JARVIS NATURAL LANGUAGE COMMAND POLICY v1

STATUS: DECIDED
OWNER: single-owner system
DEFAULT OWNER LANGUAGE: Russian
CORE PRINCIPLE: understand human language, execute only safe approved actions

PURPOSE

This document defines how Jarvis should understand owner requests written in natural human language.

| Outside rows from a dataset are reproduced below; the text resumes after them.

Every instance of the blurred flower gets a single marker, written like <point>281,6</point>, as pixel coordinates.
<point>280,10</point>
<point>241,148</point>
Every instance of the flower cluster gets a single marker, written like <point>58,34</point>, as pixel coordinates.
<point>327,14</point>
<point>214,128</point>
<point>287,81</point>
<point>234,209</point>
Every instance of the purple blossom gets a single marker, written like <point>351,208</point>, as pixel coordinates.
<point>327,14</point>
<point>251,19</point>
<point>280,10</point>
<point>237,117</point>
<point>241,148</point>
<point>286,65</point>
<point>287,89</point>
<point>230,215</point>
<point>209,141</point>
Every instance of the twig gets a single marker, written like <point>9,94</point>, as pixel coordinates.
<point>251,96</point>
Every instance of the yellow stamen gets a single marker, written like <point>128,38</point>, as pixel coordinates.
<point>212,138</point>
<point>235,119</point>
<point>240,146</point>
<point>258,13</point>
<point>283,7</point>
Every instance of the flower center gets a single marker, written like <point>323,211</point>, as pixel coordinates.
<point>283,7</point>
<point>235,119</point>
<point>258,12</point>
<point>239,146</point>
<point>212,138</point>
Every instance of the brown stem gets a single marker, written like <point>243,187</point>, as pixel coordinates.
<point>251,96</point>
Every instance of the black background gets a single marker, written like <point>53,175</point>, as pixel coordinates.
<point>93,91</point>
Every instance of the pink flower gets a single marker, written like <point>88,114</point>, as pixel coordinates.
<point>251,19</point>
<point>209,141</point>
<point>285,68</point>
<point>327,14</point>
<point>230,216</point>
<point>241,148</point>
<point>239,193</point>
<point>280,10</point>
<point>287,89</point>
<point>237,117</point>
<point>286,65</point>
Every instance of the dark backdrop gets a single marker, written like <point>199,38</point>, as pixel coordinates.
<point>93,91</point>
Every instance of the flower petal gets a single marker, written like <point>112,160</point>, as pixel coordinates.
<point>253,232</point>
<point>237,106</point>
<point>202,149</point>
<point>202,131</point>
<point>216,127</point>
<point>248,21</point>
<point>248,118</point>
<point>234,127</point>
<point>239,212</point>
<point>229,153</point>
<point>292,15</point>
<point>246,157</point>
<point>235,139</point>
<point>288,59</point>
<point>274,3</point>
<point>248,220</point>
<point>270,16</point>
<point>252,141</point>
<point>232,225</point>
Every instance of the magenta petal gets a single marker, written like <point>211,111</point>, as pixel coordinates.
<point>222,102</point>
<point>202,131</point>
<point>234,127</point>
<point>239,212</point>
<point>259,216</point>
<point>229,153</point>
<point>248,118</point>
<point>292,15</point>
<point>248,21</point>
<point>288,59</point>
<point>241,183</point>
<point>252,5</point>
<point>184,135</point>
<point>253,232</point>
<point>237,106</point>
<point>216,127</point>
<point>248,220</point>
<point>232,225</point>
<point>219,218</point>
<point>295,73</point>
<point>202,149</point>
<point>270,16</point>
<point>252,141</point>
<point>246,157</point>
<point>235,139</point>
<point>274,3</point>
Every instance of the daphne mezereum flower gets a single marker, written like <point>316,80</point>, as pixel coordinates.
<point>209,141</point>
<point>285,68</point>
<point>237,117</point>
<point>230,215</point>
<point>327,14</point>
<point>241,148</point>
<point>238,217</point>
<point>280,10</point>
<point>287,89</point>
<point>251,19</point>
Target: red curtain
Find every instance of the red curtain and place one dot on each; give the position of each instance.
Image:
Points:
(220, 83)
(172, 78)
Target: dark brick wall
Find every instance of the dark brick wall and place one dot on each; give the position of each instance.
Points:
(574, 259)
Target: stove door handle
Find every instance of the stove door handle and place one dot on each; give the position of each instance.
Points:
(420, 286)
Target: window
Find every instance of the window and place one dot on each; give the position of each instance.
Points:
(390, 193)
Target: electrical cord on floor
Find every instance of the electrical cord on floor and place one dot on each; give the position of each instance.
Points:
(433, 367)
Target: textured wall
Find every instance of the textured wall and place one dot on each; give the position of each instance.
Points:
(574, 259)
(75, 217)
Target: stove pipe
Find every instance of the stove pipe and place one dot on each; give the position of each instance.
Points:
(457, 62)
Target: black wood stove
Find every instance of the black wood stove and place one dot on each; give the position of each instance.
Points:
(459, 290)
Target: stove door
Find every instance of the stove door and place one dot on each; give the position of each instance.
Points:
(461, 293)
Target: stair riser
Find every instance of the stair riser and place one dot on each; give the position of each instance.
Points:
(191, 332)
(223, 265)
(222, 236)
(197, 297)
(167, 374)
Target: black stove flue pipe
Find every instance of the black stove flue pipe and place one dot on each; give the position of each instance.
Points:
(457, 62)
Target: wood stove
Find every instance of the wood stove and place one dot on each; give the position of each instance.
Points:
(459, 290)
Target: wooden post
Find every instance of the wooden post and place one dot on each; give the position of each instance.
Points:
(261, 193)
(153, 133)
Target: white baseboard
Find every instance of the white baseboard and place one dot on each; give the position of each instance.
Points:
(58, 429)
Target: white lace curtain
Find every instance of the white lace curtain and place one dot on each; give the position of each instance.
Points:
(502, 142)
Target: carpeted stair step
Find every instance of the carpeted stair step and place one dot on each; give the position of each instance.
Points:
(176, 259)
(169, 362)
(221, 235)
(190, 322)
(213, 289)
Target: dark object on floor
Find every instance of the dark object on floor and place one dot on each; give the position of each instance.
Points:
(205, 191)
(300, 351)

Jarvis must not require the owner to always use exact command names.

The owner may say:
- проверь всё
- как там бэкапы
- что дальше делать
- покажи состояние системы
- переведи это на английский
- check if Jarvis is alive
- what is next
- traduis ce texte en russe

Jarvis should understand intent and map it to a safe approved action.

CORE MODEL

Human phrase
-> language detection
-> intent detection
-> risk classification
-> approved action / clarification / denial

IMPORTANT RULE

Jarvis may understand flexible language.

Jarvis may execute only allowlisted intents.

Understanding is broad.
Execution is controlled.

LANGUAGE MODEL

Default owner language:
- Russian

Supported by design:
- Russian
- English
- French

Response rule:
- respond in the language of the owner request when clear
- fallback to Russian when unclear, short, or mixed

INTENT MODEL

Jarvis should map natural language to intents.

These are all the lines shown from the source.